Our memory, energy, and ability to concentrate can suffer when we’re dehydrated. But recent research shows that our mental health, too, relies on adequate hydration levels.
Research shows that drinking enough water can reduce the risk of depression and anxiety. And even mild dehydration takes its toll on our health: losing just 1% of body mass, which might occur as part of everyday living, can lead to a dip in mood and anxiety.
The brain is 75% water
“Our brains depend on proper hydration to function optimally,” explains neuroscientist Dr. Joshua Gowin. “Brain cells require a delicate balance between water and various elements to operate and when you lose too much water, that balance is disrupted. Your brain cells lose efficiency.”
“The brain is about 75% water,” says dietician Jane Clarke, “so it’s easy to see why a lack of fluid could cause emotional processes to falter. It’s well known that hydration is the most important performance statistic for an athlete; likewise, your brain won’t perform at its best if it isn’t optimally hydrated.”

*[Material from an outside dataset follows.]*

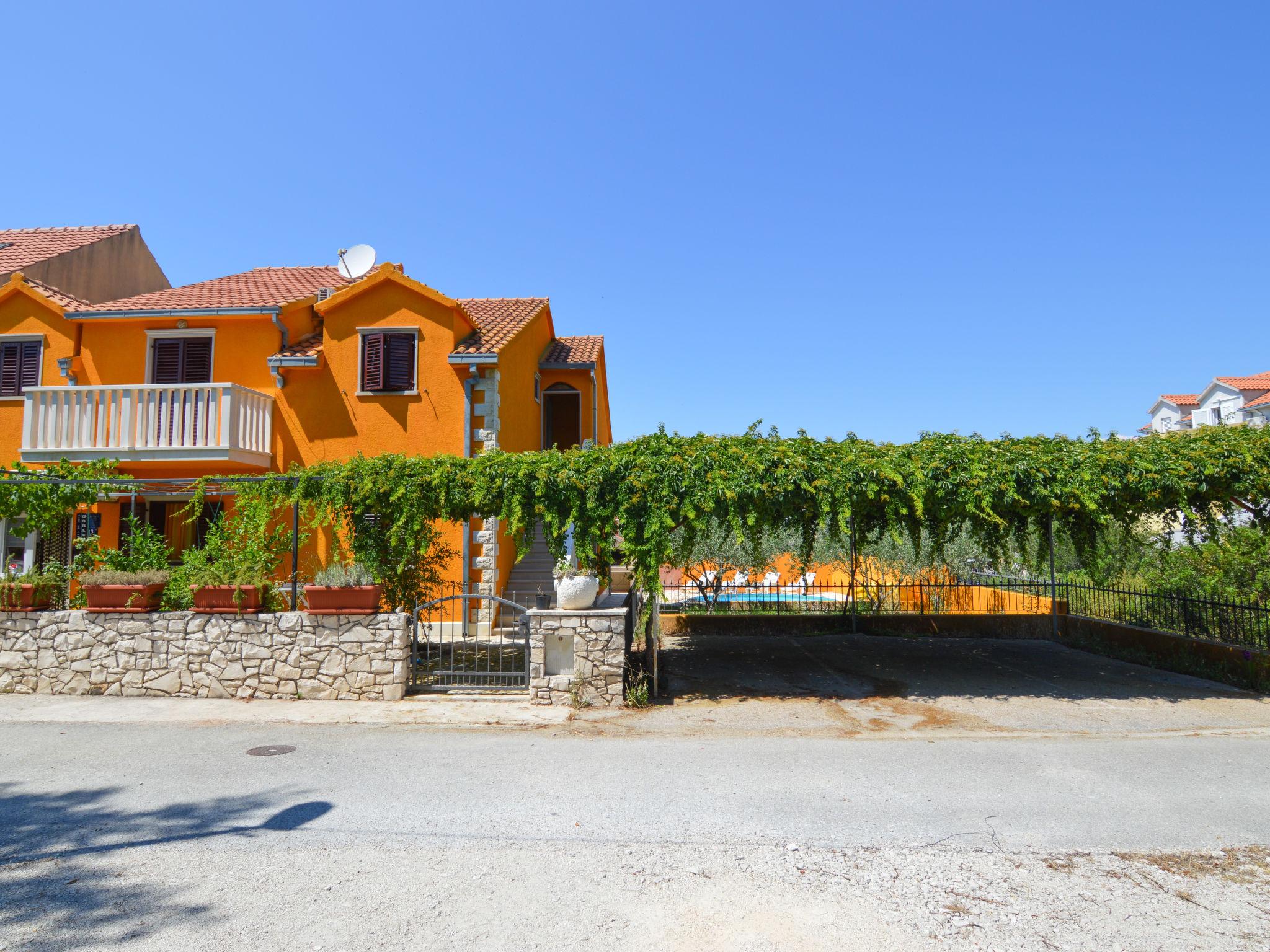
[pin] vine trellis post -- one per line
(1053, 578)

Dehydration can cause a dip in energy levels and impact how your body absorbs food, she adds, both of which can mean you end up feeling low. “We know that dehydration affects gut function and that there is a direct link between the gut and the brain. If you’re well-hydrated, your body’s inflammation markers will be lower – which means you have a lower risk not only of chronic diseases but also of dementia and depression.”
Keep topping up
Before you rush out for a refill, it’s worth recognising the signs that mean you might be dehydrated. Don’t rely on thirst as a ‘time to drink’ alarm – experts say that’s notoriously unreliable. Instead, check the colour of your urine: if it’s very dark, then you’re not drinking enough. If your mouth is dry and sticky or you feel stressed or impatient, then you urgently need a drink, so get glugging.

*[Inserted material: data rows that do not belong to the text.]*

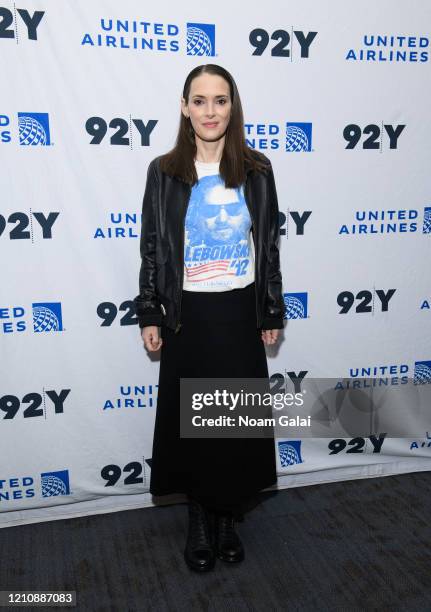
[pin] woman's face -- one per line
(209, 106)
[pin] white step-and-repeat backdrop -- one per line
(335, 93)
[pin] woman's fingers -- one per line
(269, 336)
(151, 338)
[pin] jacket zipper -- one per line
(180, 291)
(255, 249)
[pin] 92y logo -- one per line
(20, 221)
(353, 133)
(31, 22)
(122, 133)
(259, 39)
(366, 300)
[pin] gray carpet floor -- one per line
(355, 545)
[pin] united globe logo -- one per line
(296, 305)
(422, 373)
(200, 39)
(47, 317)
(298, 137)
(289, 452)
(55, 483)
(34, 129)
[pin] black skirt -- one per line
(218, 338)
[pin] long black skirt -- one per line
(218, 338)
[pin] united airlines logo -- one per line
(298, 137)
(200, 39)
(34, 129)
(390, 221)
(422, 373)
(383, 48)
(296, 305)
(55, 483)
(289, 452)
(197, 39)
(47, 317)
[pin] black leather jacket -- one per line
(162, 248)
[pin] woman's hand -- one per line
(150, 336)
(269, 336)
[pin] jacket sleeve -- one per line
(147, 303)
(274, 309)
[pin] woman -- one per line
(210, 298)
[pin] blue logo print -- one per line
(427, 221)
(55, 483)
(47, 316)
(290, 452)
(200, 39)
(298, 137)
(422, 374)
(217, 242)
(34, 129)
(296, 305)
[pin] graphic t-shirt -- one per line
(218, 246)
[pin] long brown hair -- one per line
(236, 156)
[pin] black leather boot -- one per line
(199, 552)
(228, 545)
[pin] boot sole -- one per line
(229, 559)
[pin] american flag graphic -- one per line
(203, 272)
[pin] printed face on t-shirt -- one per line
(220, 215)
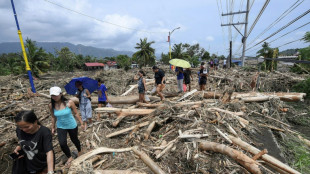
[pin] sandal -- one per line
(68, 163)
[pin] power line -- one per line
(80, 13)
(289, 32)
(257, 18)
(284, 14)
(289, 43)
(294, 20)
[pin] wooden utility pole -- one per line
(245, 31)
(244, 36)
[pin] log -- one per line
(149, 130)
(248, 163)
(76, 163)
(127, 129)
(261, 153)
(116, 172)
(131, 99)
(223, 135)
(148, 161)
(269, 159)
(127, 112)
(260, 97)
(132, 87)
(241, 120)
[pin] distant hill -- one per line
(13, 47)
(289, 52)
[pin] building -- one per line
(110, 65)
(94, 66)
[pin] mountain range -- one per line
(51, 47)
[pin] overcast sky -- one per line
(120, 24)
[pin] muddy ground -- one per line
(184, 156)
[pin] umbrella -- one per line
(88, 83)
(180, 63)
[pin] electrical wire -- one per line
(282, 28)
(289, 32)
(83, 14)
(282, 16)
(258, 16)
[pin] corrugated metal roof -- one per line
(94, 64)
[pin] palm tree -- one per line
(37, 58)
(145, 54)
(178, 51)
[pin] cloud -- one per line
(210, 38)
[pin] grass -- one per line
(298, 153)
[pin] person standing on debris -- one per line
(141, 85)
(224, 64)
(159, 81)
(187, 78)
(62, 111)
(216, 63)
(180, 77)
(203, 76)
(102, 96)
(85, 103)
(35, 149)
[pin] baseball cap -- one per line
(55, 90)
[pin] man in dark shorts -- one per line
(159, 81)
(203, 77)
(187, 78)
(102, 96)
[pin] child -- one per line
(85, 103)
(102, 96)
(141, 86)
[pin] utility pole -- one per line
(244, 37)
(230, 55)
(245, 32)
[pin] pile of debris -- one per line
(226, 129)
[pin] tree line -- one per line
(64, 60)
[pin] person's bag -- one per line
(184, 87)
(153, 90)
(146, 98)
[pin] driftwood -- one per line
(259, 97)
(149, 130)
(131, 99)
(269, 159)
(128, 129)
(76, 164)
(148, 161)
(241, 158)
(132, 87)
(116, 172)
(235, 115)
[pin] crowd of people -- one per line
(34, 154)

Remember, not everyone feels a sensation of thirst, says dietician Helen Bond (helenbond.co.uk). “While most of us will feel thirsty if we’re dehydrated, sometimes people aren’t in tune with that. And even if we do get thirsty, there are days for all of us when we are too stretched to think about getting a drink and, before you know it, you’ve had a long lapse since your last glass of water. That’s going to affect hydration levels. The water content of our body is constantly under regulation, so it’s really important to make sure we are topping up fluid intake regularly.”
How much water should we drink?
So how much should we be drinking to safeguard our mood, energy and focus? The European Food Safety Authority recommends 1.6 litres a day. But your optimal level of water intake depends on many things: how hot it is outside; how tall you are; how much you’ve eaten; whether you’ve exercised, for instance. And while our individual needs may fluctuate, Clarke says she recommends her clients drink 2.5 litres a day rather than the recommended 1.6 litres.
“We have to challenge the ‘adequate’ level of 1.6 litres. I know from my clinical experience of 30 years that if someone is taking in a good 2.5 litres of water, they generally feel at their best. Their likelihood of feeling low is much less.”
Clarke recommends drinking small amounts throughout the day rather than drinking pints towards bedtime. “Give yourself a nudge by setting an alarm until you get into the habit of drinking a small glass every hour. And remember, H2O is H2O so it doesn’t matter whether you like sparkling or still. Just choose whatever you’re going to enjoy the most.”